Su historia comienza mucho tiempo atrás, entre labores en el campo y estudios a cuentagotas. Con tan solo 10 años, se vio obligado a dejar la escuela primaria para ayudar a su familia. A buscar momentos para leer el Martín Fierro, aquella historia de un gaucho que escapaba de los opresores. A aprender a disparar, a cabalgar y a sobrevivir. Dicen que un 4 de noviembre de 1919, su vida daría un vuelco tras una fuerte discusión con el cabo Elías Farache. Bairoletto no olvidaba que ese mismo hombre que decía cuidar la ley lo había encerrado y torturado durante toda una noche sin motivo alguno. Esa tarde, tras una discusión, le dispararía tres tiros que acabarían con la vida del policía. Se daba inicio a una fuga que cambiaba su destino para siempre.
Sin nada que perder, Bairoletto se adentró en el monte mientras la policía intentaba seguir sus pasos. Algo así como una muestra de lo que sería el porvenir. De ahí en más, comenzó a robar en estancias o a patrones adinerados para repartir lo juntado entre las familias más necesitadas, a cambiar de techo noche a noche para escapar de la ley y -pese a la imagen que las autoridades intentaban dar de él- a ser cada día más respetado. Por donde iba, siempre encontraba cobijo, alimento y ayuda de la gente. Luego de muchos años, decidió abandonar la vida nómade e instalarse junto a su compañera Telma y sus dos hijas en un poblado rural. Así, hasta aquella fatídica noche de septiembre.

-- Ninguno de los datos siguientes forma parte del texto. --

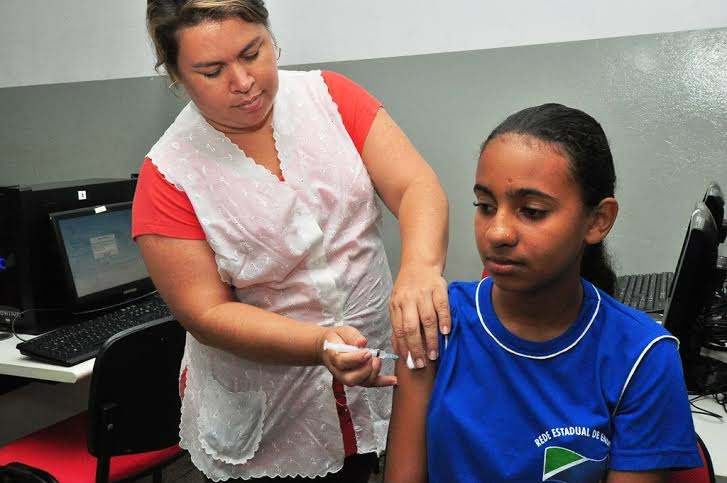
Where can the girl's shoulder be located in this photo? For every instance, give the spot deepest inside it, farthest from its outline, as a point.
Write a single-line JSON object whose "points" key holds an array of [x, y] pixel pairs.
{"points": [[626, 325]]}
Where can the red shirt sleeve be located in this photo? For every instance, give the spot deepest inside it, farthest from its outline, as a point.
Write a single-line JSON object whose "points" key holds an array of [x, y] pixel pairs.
{"points": [[357, 107], [160, 208]]}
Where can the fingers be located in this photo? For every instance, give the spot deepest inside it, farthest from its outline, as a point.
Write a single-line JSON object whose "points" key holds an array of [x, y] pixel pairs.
{"points": [[428, 316], [367, 375], [412, 334], [348, 361], [441, 306]]}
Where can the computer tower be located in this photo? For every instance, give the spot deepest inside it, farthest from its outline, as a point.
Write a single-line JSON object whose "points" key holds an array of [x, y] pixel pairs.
{"points": [[32, 284]]}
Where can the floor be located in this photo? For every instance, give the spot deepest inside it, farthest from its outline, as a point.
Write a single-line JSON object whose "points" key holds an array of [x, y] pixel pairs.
{"points": [[183, 471]]}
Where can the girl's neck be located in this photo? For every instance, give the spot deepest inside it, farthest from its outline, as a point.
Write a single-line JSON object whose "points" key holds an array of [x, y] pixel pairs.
{"points": [[541, 314]]}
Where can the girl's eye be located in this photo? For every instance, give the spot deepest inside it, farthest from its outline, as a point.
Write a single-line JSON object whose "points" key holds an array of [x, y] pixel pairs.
{"points": [[251, 57], [485, 208], [533, 213]]}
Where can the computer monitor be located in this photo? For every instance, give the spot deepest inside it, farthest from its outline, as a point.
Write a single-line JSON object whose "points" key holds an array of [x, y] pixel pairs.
{"points": [[691, 295], [714, 200], [103, 264]]}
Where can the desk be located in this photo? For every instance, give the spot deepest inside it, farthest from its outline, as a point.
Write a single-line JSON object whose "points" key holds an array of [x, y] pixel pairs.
{"points": [[712, 431], [13, 363]]}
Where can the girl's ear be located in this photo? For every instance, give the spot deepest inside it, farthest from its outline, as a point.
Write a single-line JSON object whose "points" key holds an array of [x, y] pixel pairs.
{"points": [[600, 220]]}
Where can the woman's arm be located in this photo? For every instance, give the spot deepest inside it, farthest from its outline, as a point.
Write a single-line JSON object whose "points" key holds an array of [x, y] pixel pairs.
{"points": [[185, 273], [406, 451], [411, 191]]}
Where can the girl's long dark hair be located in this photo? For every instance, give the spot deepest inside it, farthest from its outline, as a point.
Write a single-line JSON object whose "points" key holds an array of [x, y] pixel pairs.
{"points": [[582, 139]]}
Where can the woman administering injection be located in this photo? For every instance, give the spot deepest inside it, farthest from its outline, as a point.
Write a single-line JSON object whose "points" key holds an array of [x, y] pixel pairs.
{"points": [[257, 217]]}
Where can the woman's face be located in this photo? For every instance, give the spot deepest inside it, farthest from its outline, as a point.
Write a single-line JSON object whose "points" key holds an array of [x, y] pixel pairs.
{"points": [[530, 223], [228, 68]]}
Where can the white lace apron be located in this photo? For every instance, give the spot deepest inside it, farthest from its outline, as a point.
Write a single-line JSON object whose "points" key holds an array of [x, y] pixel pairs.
{"points": [[309, 248]]}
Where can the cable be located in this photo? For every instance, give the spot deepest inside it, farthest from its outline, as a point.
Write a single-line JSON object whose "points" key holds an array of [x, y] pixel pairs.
{"points": [[19, 314], [721, 399]]}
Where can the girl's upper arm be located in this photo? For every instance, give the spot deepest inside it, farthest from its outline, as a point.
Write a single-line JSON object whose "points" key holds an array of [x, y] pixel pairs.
{"points": [[406, 454]]}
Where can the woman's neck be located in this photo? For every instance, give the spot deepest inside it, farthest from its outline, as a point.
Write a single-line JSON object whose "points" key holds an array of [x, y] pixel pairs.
{"points": [[541, 314]]}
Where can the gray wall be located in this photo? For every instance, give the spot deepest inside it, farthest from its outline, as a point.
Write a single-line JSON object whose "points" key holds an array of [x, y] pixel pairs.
{"points": [[661, 99]]}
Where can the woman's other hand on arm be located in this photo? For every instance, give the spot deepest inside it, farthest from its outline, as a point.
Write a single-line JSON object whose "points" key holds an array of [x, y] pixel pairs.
{"points": [[411, 190], [185, 273]]}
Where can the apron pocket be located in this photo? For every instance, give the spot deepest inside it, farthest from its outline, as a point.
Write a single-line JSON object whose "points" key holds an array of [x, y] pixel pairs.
{"points": [[230, 424]]}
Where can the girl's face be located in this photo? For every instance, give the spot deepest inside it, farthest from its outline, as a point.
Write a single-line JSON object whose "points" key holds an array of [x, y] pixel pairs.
{"points": [[228, 68], [530, 223]]}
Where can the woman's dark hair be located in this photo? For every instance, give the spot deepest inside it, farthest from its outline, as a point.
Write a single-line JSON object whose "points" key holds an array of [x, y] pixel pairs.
{"points": [[582, 140], [164, 19]]}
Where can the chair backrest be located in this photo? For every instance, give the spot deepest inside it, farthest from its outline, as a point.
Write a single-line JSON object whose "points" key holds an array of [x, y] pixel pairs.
{"points": [[704, 474], [134, 403]]}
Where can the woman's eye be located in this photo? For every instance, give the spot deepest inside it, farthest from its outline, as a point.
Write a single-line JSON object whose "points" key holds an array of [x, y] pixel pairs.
{"points": [[533, 213], [484, 207]]}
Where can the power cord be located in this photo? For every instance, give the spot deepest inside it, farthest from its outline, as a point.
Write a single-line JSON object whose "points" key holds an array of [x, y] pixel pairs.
{"points": [[19, 314]]}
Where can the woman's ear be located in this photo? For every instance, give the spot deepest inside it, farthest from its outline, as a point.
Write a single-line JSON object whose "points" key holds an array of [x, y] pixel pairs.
{"points": [[600, 220]]}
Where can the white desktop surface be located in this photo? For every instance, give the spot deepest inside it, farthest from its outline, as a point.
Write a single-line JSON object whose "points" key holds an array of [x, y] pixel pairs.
{"points": [[13, 363], [712, 431]]}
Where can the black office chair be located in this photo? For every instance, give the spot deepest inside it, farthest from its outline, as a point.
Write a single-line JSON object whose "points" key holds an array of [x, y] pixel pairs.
{"points": [[131, 428]]}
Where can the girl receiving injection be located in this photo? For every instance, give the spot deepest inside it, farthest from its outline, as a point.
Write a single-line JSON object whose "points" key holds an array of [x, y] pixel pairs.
{"points": [[544, 376]]}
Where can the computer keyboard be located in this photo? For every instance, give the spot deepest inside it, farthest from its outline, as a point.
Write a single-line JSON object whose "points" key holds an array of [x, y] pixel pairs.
{"points": [[80, 341], [646, 292]]}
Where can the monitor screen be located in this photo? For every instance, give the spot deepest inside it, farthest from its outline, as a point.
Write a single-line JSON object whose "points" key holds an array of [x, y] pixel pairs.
{"points": [[103, 263], [692, 291]]}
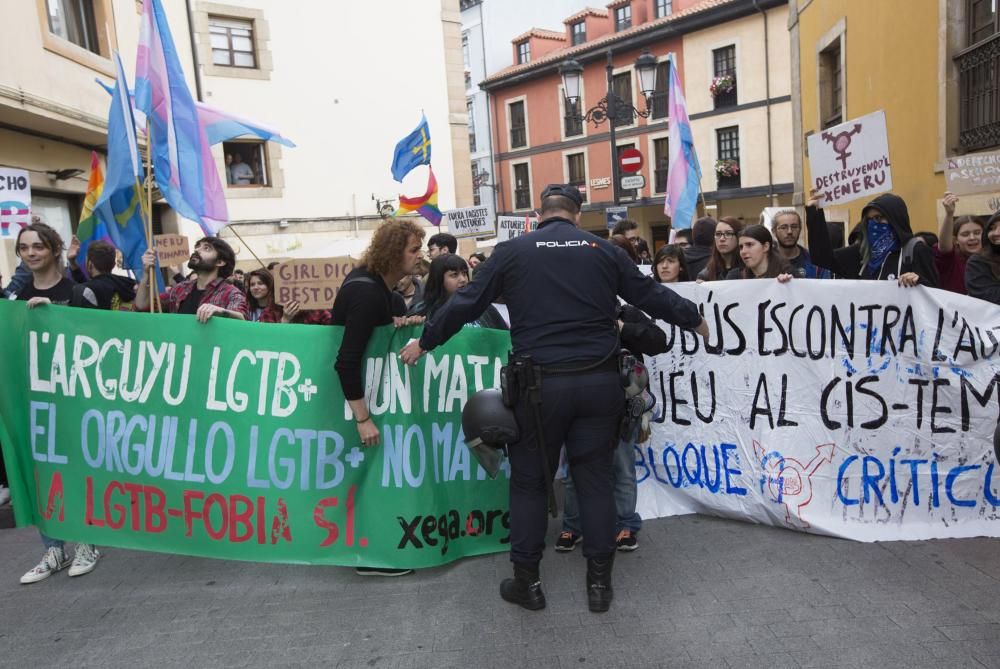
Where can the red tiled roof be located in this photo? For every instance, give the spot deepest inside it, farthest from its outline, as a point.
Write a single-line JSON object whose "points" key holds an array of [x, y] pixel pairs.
{"points": [[589, 11], [541, 34], [561, 54]]}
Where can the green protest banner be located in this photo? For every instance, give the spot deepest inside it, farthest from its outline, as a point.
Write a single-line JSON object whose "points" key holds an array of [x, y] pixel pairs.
{"points": [[233, 440]]}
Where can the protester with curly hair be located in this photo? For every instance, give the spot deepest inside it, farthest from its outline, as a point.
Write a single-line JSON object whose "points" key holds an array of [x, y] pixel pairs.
{"points": [[365, 301], [761, 259]]}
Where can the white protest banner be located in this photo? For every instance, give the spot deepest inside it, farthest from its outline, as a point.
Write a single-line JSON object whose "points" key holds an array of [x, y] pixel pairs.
{"points": [[15, 201], [311, 283], [472, 222], [509, 227], [856, 409], [851, 160], [973, 173]]}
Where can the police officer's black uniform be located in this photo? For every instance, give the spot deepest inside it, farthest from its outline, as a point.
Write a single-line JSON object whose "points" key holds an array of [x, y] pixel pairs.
{"points": [[561, 285]]}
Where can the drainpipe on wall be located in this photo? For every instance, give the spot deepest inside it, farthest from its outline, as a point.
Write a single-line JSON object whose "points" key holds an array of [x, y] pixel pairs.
{"points": [[194, 52], [489, 115], [767, 96]]}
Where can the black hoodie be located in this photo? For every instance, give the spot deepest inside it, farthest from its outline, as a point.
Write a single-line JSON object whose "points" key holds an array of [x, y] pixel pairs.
{"points": [[848, 263], [100, 292]]}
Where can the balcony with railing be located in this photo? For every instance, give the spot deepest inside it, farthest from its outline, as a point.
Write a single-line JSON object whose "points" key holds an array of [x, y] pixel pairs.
{"points": [[979, 95]]}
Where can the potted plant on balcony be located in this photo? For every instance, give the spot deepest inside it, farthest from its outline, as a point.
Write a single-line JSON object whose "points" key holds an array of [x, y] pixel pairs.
{"points": [[724, 83], [727, 168]]}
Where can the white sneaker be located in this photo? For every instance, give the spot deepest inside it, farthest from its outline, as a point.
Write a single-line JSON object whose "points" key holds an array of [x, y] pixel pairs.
{"points": [[53, 560], [85, 560]]}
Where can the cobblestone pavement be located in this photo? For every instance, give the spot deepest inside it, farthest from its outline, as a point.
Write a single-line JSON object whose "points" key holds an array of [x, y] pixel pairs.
{"points": [[699, 592]]}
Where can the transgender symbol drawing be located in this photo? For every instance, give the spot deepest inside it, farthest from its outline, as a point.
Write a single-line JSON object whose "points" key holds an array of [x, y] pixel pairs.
{"points": [[841, 142]]}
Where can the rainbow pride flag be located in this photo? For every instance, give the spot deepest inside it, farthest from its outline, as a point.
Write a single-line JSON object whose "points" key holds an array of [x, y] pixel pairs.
{"points": [[91, 228], [425, 205]]}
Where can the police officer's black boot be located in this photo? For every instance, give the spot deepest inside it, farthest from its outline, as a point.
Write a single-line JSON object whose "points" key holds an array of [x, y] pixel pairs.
{"points": [[525, 589], [599, 593]]}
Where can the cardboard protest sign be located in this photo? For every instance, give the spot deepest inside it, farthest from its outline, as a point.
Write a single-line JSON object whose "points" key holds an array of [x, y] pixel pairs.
{"points": [[850, 161], [509, 227], [311, 283], [234, 440], [172, 250], [974, 173], [15, 201], [472, 222]]}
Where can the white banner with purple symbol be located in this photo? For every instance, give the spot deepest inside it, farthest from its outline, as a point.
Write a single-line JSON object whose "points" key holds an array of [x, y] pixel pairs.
{"points": [[15, 201], [857, 409]]}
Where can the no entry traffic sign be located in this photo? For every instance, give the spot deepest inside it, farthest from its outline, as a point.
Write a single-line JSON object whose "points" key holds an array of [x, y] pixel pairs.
{"points": [[630, 160]]}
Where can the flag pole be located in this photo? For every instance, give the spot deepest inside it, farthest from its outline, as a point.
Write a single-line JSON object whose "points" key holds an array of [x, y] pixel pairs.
{"points": [[247, 246], [147, 215]]}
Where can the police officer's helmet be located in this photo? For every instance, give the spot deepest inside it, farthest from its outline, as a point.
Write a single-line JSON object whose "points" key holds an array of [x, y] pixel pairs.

Antes de que el sol lograra asomarse en el horizonte, Bairoletto se acercó a la ventana. Estaba acostumbrado a vivir siempre alerta, y un sonido le había llamado la atención. Allí observó a cerca de 16 hombres que se aproximaban rodeando la casa. Sin demorarse un segundo, tomó su revólver y apuntó. En ese momento, comprendió que era a él a quien buscaban y que no habría forma de salir vivo sin que su familia fuese capturada o corriese una suerte peor. Por eso, sabiendo que era la única opción, tras dispararle a un oficial, se llevó el arma a la cabeza y apretó el gatillo. La policía intentaría llenarse de laureles jactándose de haberlo matado, pero nadie creería una sola palabra. Era imposible. El pueblo entero sabía que había jurado nunca ser capturado y que, por sobre todas las cosas, era un hombre de palabra.